HAHAHA - Uma risada debochada saiu dos lábios do homem. - Oh garota bela. Eu sou aquele que no inicio era conhecido como estrela. Dentre os criados eu sou o mais belo. Fui chamado de caído e traidor. Eu sou aquele desejo de algo que você não tem. A sensação de falta mesmo quando se tem tudo. Eu sou quem pode te dar o que quer. Eu sou a tentação. O único que resistiu a mim, morreu na cruz. Eu sou as entranhas dos famintos. O vento gelado que sopra no seu pescoço. Sou quem está no escuro quando você está sozinha. O bode que dança nas trevas. Quem te mostra os caminhos mais fáceis. Sou a humanidade sem regras. A liberdade que todos querem. Sou o prazer vivo. Pode me chamar de demônio se quiser, mas prefiro meu nome verdadeiro, Lúcifer.
Ao terminar sua apresentação, o anjo caído estava a menos de um palmo da mulher, que estava completamente imóvel pelo pavor das palavras.
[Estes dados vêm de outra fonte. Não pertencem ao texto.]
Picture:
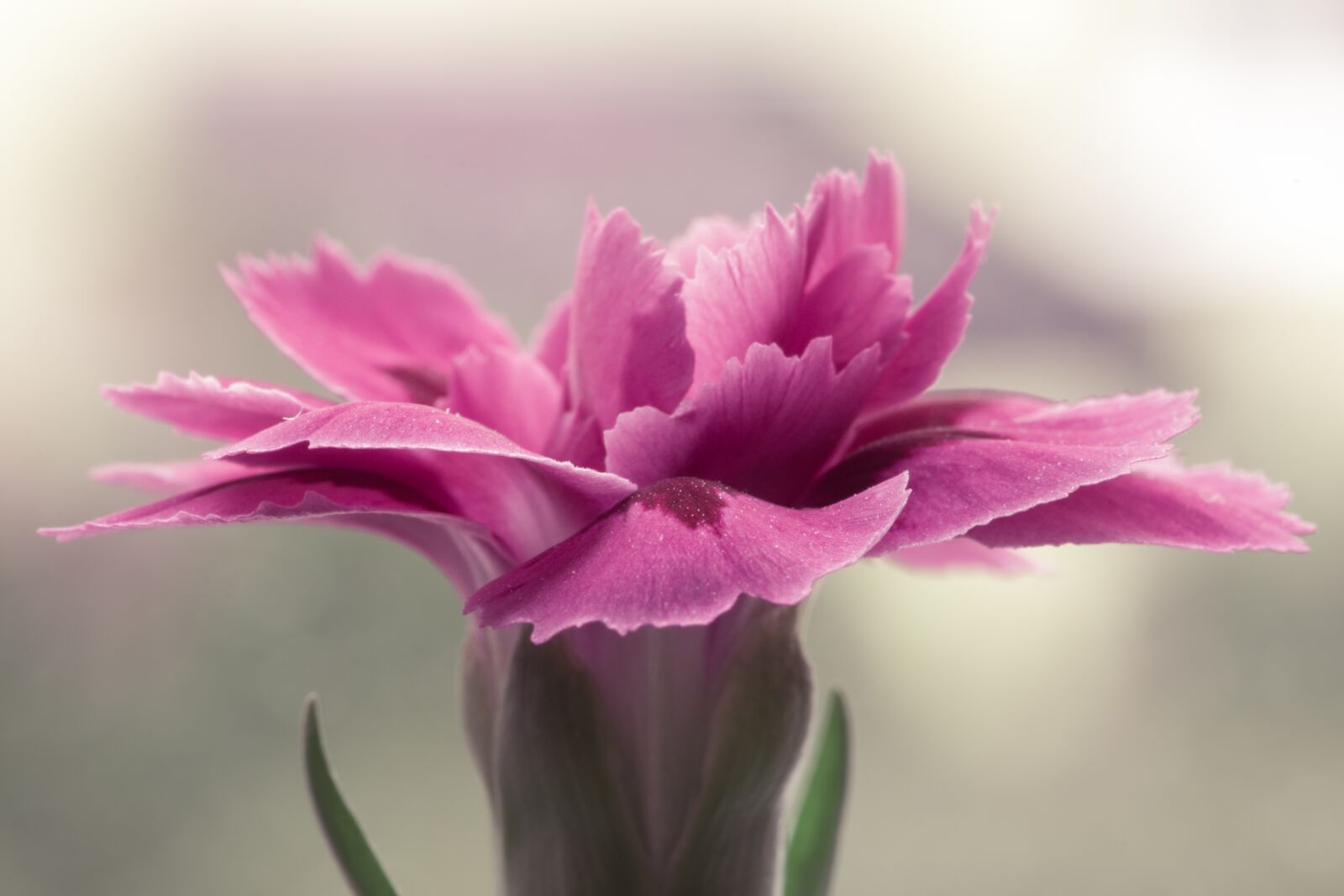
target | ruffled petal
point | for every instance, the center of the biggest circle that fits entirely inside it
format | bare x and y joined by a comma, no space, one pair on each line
963,553
1207,508
712,234
765,427
170,476
212,407
978,457
746,295
936,328
528,500
508,391
628,344
858,304
680,553
386,333
844,214
331,497
551,338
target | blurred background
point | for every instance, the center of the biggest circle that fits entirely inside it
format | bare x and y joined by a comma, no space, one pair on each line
1132,720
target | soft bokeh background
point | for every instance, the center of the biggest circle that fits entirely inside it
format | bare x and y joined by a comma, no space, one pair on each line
1135,720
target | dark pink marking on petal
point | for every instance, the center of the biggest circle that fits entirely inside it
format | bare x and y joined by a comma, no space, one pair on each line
694,501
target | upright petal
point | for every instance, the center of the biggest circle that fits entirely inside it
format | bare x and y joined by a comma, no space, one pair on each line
745,295
858,304
711,234
844,214
680,553
331,497
1209,508
551,338
628,344
212,407
972,458
528,500
766,426
508,391
386,333
936,328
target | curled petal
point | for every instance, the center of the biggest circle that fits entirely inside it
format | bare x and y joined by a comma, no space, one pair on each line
212,407
974,457
528,500
746,295
709,234
385,333
963,553
461,548
937,325
171,476
680,553
1207,508
508,391
766,426
844,214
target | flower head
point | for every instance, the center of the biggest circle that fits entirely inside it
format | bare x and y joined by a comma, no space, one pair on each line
741,411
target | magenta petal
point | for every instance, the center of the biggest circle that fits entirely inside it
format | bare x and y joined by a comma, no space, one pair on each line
963,553
1209,508
843,214
459,547
766,426
213,407
528,500
937,325
746,295
508,391
974,458
628,344
551,338
171,476
680,553
711,234
386,333
858,302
Então ovelhinha? Não quer se sentir livre e feliz? - Lúcifer, sorrindo, estendeu uma metade de uma romã para Catarina.
A mulher não se mexia. Sentia um medo que nunca se quer pensou que existia.
O homem comeu a outra metade da romã, ainda estendendo a outra metade a Catrina.
Catarina, ainda catatônica, só pensou em um nome. Miguel. Em um momento de iluminação, ela implorou ao Arcanjo que lhe desse proteção.
Por um segundo, a forma de Lúcifer de um homem bonito se foi. Pés de bode, cauda, chifres e um cheiro de podridão tomaram a forma daquele ser.
A mulher gritou e desequilibrou em galhos atrás de si. Caiu pesadamente, enquanto o anjo caído se aproximava e tocava sua nuca.
Após isso, ela só se lembra de estar nua, em uma carroça com vários moradores da vila a observando e cochichando algo enquanto a apontavam...
ELA SE DEITOU COM O DIABO! - A multidão gritava - MATEM-NA! AGORA!
O reverendo se aproximou de Catarina que chorava e implorava por clemencia, negando ter cometido tal ato.
Que Deus tenha piedade dessa alma. - Ele colocou a corda em volta do pescoço da bruxa.
Catarina gritava pedindo à Deus piedade.
Todos, obedecendo ao reverendo rezaram antes de executar a mulher.
O reverendo se aproximou de Catarina. Ela o olhava pedindo por clemencia. Ele fez o sinal da cruz na testa da bruxa, e sussurrou ao ouvido dela - Adeus ovelhinha. Obrigado pela noite na floresta.
Quando os olhos da mulher se esbulharam o chão se abriu sob seus pés seu pescoço se quebrou imediatamente, silenciando a agonia da bruxa, e livrando a cidade de seus pecados.